Today, we give away gobs of information voluntarily to corporations and government entities that can be used to watch us, track us, and predict our movements. Should we be afraid? Is there any harm in surveillance? What can literature tell us about harm?

You’ve hit the nail on the head: no aspect of contemporary surveillance gives us more concern than the corporate variety—most of all where it intersects with governmental activity. People tend to think of “dataveillance” by corporations as relatively benign: we give out our information voluntarily (even if that means clicking “accept” on terms-of-use agreements too lengthy and complex to read or understand), and we swallow the claim that this information will be used to provide us with better services (i.e. opportunities to buy stuff).
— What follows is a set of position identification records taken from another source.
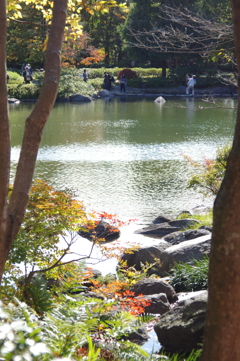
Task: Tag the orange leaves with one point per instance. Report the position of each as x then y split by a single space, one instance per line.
132 304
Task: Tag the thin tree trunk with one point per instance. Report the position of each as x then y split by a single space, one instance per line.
4 134
33 131
222 330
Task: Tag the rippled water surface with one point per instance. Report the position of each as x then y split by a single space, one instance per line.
127 156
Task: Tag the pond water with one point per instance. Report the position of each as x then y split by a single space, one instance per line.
126 156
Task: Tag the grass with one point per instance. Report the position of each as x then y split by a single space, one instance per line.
190 277
204 219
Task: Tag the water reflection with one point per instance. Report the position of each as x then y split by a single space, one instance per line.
126 156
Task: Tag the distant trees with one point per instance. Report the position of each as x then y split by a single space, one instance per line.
183 31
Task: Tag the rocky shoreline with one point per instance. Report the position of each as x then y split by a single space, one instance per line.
179 322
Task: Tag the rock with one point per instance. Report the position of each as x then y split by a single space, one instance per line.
87 294
160 100
178 237
163 229
139 336
78 98
162 219
158 304
181 329
201 209
208 228
152 286
92 273
186 252
105 93
63 100
145 256
13 101
102 230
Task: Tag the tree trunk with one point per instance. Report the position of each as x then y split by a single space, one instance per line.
222 330
12 217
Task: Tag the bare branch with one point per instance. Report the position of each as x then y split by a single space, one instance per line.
184 32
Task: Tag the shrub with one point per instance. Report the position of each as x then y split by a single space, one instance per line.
70 85
23 91
209 175
15 78
129 74
190 277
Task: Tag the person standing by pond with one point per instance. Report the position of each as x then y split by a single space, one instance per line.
27 74
123 83
106 80
190 84
85 75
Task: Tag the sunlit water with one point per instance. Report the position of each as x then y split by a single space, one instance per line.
126 157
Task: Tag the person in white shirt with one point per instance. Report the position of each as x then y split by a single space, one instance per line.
190 84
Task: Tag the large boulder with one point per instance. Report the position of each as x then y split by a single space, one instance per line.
78 98
186 252
179 237
158 304
101 231
160 100
162 219
162 229
181 329
151 286
145 256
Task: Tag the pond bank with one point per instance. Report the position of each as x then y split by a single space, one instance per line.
178 92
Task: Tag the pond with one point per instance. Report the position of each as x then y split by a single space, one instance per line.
126 156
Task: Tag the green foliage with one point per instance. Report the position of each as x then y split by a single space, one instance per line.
50 214
15 78
71 331
203 219
129 74
70 85
190 277
20 334
37 295
23 91
210 173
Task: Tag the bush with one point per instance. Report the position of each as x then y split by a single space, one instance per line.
129 74
209 175
15 78
23 91
190 277
70 85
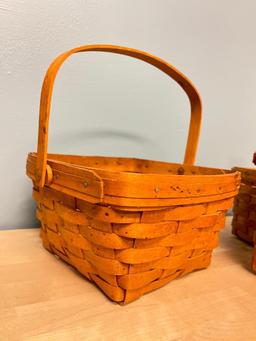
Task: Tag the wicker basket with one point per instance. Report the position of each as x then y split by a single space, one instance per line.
244 219
129 225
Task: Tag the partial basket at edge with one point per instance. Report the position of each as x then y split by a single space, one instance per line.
244 219
129 225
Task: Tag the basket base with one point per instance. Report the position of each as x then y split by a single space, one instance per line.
198 262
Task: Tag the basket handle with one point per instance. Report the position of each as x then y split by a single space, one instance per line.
47 89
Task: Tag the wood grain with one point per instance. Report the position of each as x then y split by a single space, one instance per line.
44 299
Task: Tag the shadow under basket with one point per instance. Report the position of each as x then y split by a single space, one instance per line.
129 225
244 219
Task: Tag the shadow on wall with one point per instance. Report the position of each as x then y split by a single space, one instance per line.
108 142
118 142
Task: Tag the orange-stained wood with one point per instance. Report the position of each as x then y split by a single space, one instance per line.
129 225
244 218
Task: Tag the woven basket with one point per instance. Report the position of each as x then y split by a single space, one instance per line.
129 225
244 218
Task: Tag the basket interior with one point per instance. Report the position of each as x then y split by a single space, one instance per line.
134 165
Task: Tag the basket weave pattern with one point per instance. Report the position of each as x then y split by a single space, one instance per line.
244 218
129 225
127 253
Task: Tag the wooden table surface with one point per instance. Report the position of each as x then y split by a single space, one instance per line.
44 299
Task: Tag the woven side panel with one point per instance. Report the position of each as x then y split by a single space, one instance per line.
129 253
244 219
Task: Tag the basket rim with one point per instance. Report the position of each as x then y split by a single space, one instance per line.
223 172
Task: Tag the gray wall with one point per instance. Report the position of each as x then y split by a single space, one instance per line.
112 105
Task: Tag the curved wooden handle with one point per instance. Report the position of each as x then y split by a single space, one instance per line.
46 96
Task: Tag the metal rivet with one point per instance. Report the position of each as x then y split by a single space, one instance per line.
86 184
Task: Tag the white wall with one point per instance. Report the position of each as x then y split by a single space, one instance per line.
111 105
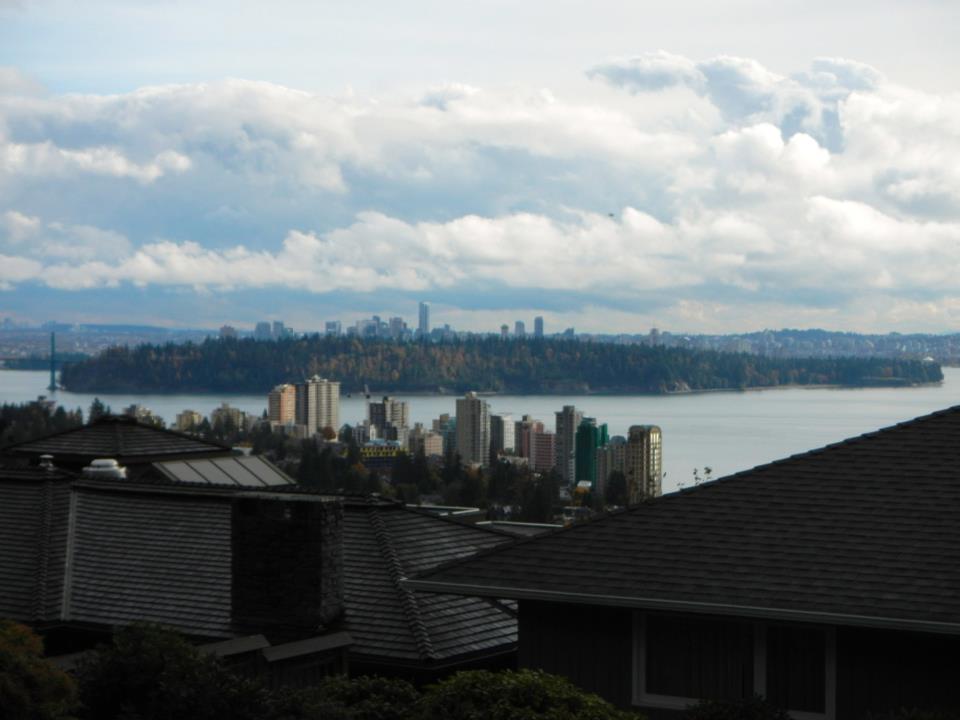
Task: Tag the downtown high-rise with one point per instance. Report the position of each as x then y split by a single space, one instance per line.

In fact, dataveillance is used fundamentally to control access to information: based on your profile, for example, your Google search will turn up results different from someone else’s. This is relatively trivial if we’re talking about purchasing shoes or video games. But with the provision of vital services—which was once the responsibility of the public sector—increasingly falling to private enterprise, the opportunities for social injustice and inequality are immense. We’re concerned not simply that this activity will be invisible, but also that there will be little or no political will to counteract it. While the vision of NSA spooks listening to one’s conversations is alarming and sensational, this corporate, profit-driven, and pseudo-governmental surveillance has far more potential to adversely affect everyday lives.

We do believe that literature has the potential to counteract the worst abuses of surveillance—but not in a direct way. That is to say, there are, and always will be, excellent books about what it’s like to live under surveillance—and it’s also surely the case that the new world of dataveillance will be irresistible fodder for writers of fiction and non-fiction both. But we would say that the potential of literature to counteract the harm of surveillance is both deeper and broader than any specific, topical response. Behind much of the worst abuses we see today is a dangerous techno-determinism: it’s not people, it’s algorithms; this is just how the world is going; there’s no resisting Big Data. What literature does, more than anything else, is restore empathy, and bring back the human element. Behind every algorithm is a person who wrote it; every data-point is a person. In the new surveillance culture, we fear, technology will increasingly come to seem its own justification. Against this, the humanities (which explore what it means to be human) will be more and more necessary.